I found an image of a Portuguese Schengen visa. It has an Issue date, a From date 3 weeks after the issue date, an Until date 45 days after the From date, and Days = 30. That means you can enter any time during those 45 days, then leave no more than 30 days later.

Anybody have a Residence Visa handy and can report if it has the same 3 types of dates and a Days value? How many days after date of issue does the valid period begin? How many days long is the valid period? Or just post the dates and I'll do the arithmetic.


----------



## Naaling (Apr 9, 2015)

dancebert said:


> My google-fu has failed to answer this question. Every visa I've been given by an embassy or consulate had Valid From and Valid To dates. That's the visa's Valid Period. You can't use it before or after.
> 
> The visas also had 'Days', the number of days allowed in country. All my entry stamps say 'admitted until' a date that is the number of the Days value past the date of entry.
> 
> ...


A Residence Visa is not a Tourist Visa. With a residence visa you are not expected to leave the country. so does it make any sense for it to have a maximum stay and leave by date?


----------



## dancebert (Jun 4, 2015)

Naaling said:


> A Residence Visa is not a Tourist Visa.


Obviously. That's why they have different names. Apparently you didn't recognize my use of the tourist visa was to explain how Valid Period and Days work using an example from a real visa.



Naaling said:


> With a residence visa you are not expected to leave the country. so does it make any sense for it to have a maximum stay and leave by date?


:rolleyes2: 
Portuguese Residence Visas allow you 4 months in country. By that time you must have received a Residence Permit, or been granted an extension while waiting for SEF to process your request for one, or leave the country. 

BTW a Residence Visa allows you to leave and re-enter Portugal twice during the 4 months.


----------



## Naaling (Apr 9, 2015)

dancebert said:


> Obviously. That's why they have different names. Apparently you didn't recognize my use of the tourist visa was to explain how Valid Period and Days work using an example from a real visa.
> 
> 
> :rolleyes2:
> ...


No need to get your "knickers in a twist! I just asked a question. 

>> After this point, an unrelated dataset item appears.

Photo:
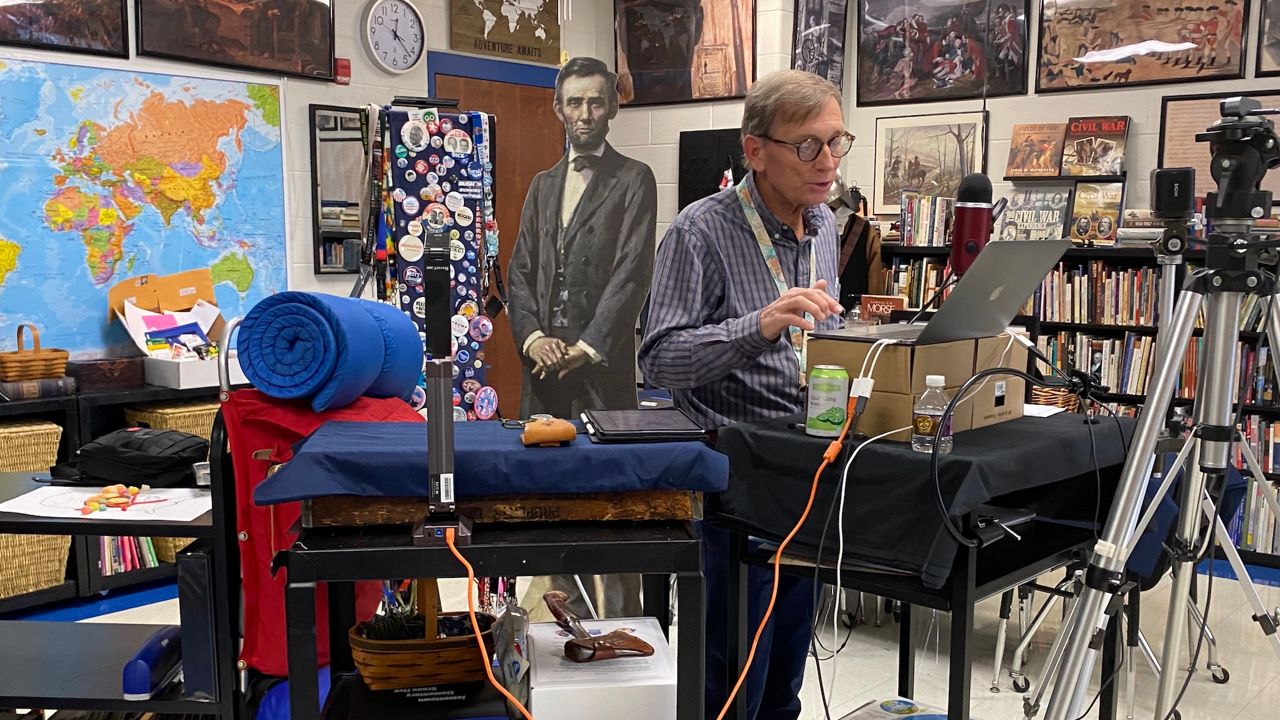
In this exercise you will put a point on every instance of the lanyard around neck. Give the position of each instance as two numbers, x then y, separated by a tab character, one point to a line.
798	337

By the way you don't have to get the Residence Permit in the 4 months. That would be just about impossible given the current delays. You have to start the process by making an appointment within 4 months. Once you have done that, you can remain in Portugal until SEF makes its decision, however long that takes.


----------



## dancebert (Jun 4, 2015)

Still no answers to any of my questions in the OP:



dancebert said:


> Anybody have a Residence Visa handy and can report if it has the same 3 types of dates and a Days value? How many days after date of issue does the valid period begin? How many days long is the valid period? Or just post the dates and I'll do the arithmetic.


----------



## travelling-man (Jun 17, 2011)

dancebert said:


> Still no answers to any of my questions in the OP:


It could be that's because your original question was (to me at least) a little confusing......... & I wonder if you might discover more on the sef.pt website?


----------



## Naaling (Apr 9, 2015)

dancebert said:


> Still no answers to any of my questions in the OP:


If you understand that Residence and Tourist visas are different, then why do you expect them do display the same date information? 
The end date of a Tourist visa is important because all tourists are required to leave by that date. 
However, with a Residence Visa there is no expectation that anyone will actually get to the end of the 4 months validity and be forced to leave. By then everyone should have started their application for a residence permit. Why confuse the issue by putting an end date on the visa that is is unlikely to be relevant to anyone?


----------



## dancebert (Jun 4, 2015)

Here is my question without the explanation in the OP.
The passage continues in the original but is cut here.